Bico, serviço, trabalho e emprego

Mara Narciso - Médica e jornalista
Montes Claros
17/07/2018 às 06:42.
Atualizado em 10/11/2021 às 01:27

Chega de pessimismo, crise e vacas magras. Muitos desempregados estão exaustos e sem dinheiro. Um dia isso acaba, mas, por enquanto, eles se sustentam fazendo bicos, um conserto doméstico aqui, outro adiante, uma revenda de um produto até serviços domésticos como cuidar do jardim, limpar um quintal, lavar roupas, fazer uma faxina avulsa, olhar criança, dar aula particular, coisas assim e a vida financeira vai passando no gargalo. Comer é prioridade, depois morar, água, luz e gás, e então vem o vestuário. No desemprego não há lazer, bar, festa, passeios. Poucos se arriscam a gastar em cuidados com a beleza. A vida fica feia, com medos e obrigações. Boa parte, por falta de alternativa, mergulha no endividamento.

Serviço é o que não falta em uma casa. É coisa que não acaba mais. A cozinha não fica arrumada. Mal termina de enxugar as vasilhas, já é tempo de recomeçar o serviço na pia.
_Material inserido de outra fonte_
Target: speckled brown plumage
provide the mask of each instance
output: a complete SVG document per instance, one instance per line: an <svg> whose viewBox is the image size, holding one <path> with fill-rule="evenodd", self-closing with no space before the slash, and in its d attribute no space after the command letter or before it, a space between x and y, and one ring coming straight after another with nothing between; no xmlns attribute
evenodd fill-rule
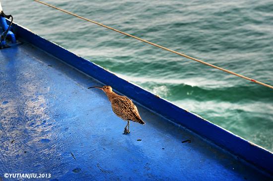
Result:
<svg viewBox="0 0 273 181"><path fill-rule="evenodd" d="M127 121L128 123L124 128L124 133L129 133L130 130L130 121L144 124L145 122L141 119L137 108L134 104L133 101L126 96L121 96L113 92L112 87L110 86L101 87L91 87L102 90L108 97L112 104L112 109L115 114L122 119ZM127 129L127 126L128 128Z"/></svg>

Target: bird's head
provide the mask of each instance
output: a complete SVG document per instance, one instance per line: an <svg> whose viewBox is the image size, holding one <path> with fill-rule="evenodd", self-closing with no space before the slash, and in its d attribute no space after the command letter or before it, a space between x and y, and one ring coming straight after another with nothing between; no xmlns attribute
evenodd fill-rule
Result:
<svg viewBox="0 0 273 181"><path fill-rule="evenodd" d="M113 92L112 87L110 85L105 85L103 87L93 86L93 87L88 87L88 89L90 89L91 88L96 88L97 89L102 90L103 92L104 92L106 94L108 93Z"/></svg>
Tendo água e detergente, é sem fim. Não se esquecendo dos gêneros alimentícios para sujar as panelas e louças. Se não tiver alimentos, não se cozinha, e nada é desfeito para ser feito. Organizando a limpeza, sobra tempo, mas em caso contrário é sujeira infinita. Em tempo de seca, dois dias já enchem a casa de poeira. Olhar menino pequeno também é serviço interminável, especialmente os de um ano, começando a andar, como também os de 13 anos, quando resolvem brigar com o mundo, os pais em primeiro lugar. A crítica própria e dos outros atinge níveis insuportáveis. Isso dá trabalho.
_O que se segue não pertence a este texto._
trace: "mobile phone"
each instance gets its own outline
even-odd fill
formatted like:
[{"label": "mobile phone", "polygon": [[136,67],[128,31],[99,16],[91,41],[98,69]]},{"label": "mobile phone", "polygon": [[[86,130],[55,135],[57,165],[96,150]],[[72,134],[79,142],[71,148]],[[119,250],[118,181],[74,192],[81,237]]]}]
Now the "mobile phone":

Trabalho é tarefa, em algum tempo “tarefismo” desenfreado, coisa demais a ser feita, grandes listas, desejo de falar não, objetivo nem sempre alcançado, inclusive com boa vontade e psicanálise. Mas aqui entra o prazer de fazer bem feito, por gosto de superar a performance anterior a cada nova tarefa. É fazer a colher de pau e bordar o cabo. É cumprir a obrigação com capricho, cuidar bem da casa e do filho, preparar-se ao máximo para uma prova, aula, TCC, dissertação de mestrado ou tese de doutorado. É bom ver o resultado, o brilho do bem trabalhar. Crianças limpas, educadas, agradáveis, casa polida, boa aparência pessoal, tudo caprichado, porém sem se deixar escravizar.

Emprego é diferente. Há um trabalho definido, um horário estipulado, um salário a esperar, uma carteira assinada, uma garantia de remuneração quando doente, e a promessa de uma aposentadoria. Isso acontecerá se pararem de desmontar o que está feito e prometido, o que é de direito. Estava bom demais para ser verdade. Pleno emprego para quem estava profissionalizado. Difícil conviver com o retrocesso, mas isso vai passar. Ficar parado não resolve, lamentar também não. É preciso ânimo para manter a serenidade, enquanto se faz cursos gratuitos (eles ainda existem), e se prepara para quando a boa fase voltar.

Em época de entressafra é preciso inventar outra maneira de viver, usar a imaginação, sonhar e agir, porque sonho sem ação é o mesmo que dar ponto sem nó. Ainda que reverberar o senso comum seja chover no molhado, é preciso repetir: improvisos sim, ócio criativo também, pois, enquanto o emprego não chega, estes são os caminhos possíveis.